Rule change will allow people living with HIV to become pilots
A rule change will end a ban on people living with HIV working as pilots.
The UK Civil Aviation Authority confirmed it would be making changes today, after a Glasgow man, Anthony, was last month told he could not become a pilot because he is HIV positive.
His case was personally taken up by Scotland’s First Minister Nicola Sturgeon, who sent a letter to the CAA asking about the archaic policy, which dates back to the AIDS crisis.
The body, which oversees and regulates all aspects of civil aviation in the United Kingdom, said in a statement today that it would reform its policies, while pushing for change to international regulations.
Under the changes, the body will stop refusing to grant any medical licenses to people with HIV.
Instead, people with HIV will be eligible to recieve a certificate that allows them to fly, but restricts them to multi-pilot operations until international change can be secured.
The body says it is the furthest it can go until the European Aviation Safety Agency reforms its rules.
Anthony, who had been offered a place on an EasyJet training course, said he was “overwhelmed, shocked, elated and humbled” by the news.
He now hopes to take up his place on the course as soon as possible.

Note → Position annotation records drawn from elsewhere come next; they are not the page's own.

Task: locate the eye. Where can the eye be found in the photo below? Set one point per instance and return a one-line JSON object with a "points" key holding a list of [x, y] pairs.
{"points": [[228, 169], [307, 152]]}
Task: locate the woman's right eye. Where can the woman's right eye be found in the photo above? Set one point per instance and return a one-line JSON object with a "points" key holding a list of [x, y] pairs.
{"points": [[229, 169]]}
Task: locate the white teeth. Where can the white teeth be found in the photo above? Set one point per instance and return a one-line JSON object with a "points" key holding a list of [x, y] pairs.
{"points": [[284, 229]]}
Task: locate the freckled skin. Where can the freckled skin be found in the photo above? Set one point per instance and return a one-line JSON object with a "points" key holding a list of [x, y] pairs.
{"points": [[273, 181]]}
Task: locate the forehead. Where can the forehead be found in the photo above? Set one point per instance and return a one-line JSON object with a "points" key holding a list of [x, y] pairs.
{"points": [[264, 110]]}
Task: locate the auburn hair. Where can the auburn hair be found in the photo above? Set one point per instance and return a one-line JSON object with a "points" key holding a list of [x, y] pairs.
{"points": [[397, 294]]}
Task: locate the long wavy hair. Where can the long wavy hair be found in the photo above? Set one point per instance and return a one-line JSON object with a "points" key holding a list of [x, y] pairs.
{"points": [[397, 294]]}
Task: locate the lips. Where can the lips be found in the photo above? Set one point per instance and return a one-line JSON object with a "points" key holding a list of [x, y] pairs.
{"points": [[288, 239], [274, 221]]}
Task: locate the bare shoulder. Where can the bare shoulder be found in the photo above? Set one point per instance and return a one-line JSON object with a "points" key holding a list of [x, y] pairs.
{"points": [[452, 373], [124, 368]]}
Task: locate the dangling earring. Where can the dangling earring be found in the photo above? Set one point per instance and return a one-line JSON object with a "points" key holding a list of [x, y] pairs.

Andrew Haines, CAA Chief Executive said: “The UK Civil Aviation Authority is committed to being one of the most progressive aviation authorities in the world.
“We have often led aviation regulatory changes that have enabled pilots with medical conditions to keep flying, most recently in our ground-breaking work on insulin-treated diabetes.
“We have also been responsible for writing international guidelines on pilots living with HIV and have been promoting the need for changes to the current regulations in relation to the restrictions applicable to pilots with certain medical conditions, including HIV.
“Medical certification regulations for pilots are set at the European level, and there are a number of medical conditions that prevent a pilot from obtaining the initial Class 1 medical certificate that is required to obtain a commercial pilot’s licence.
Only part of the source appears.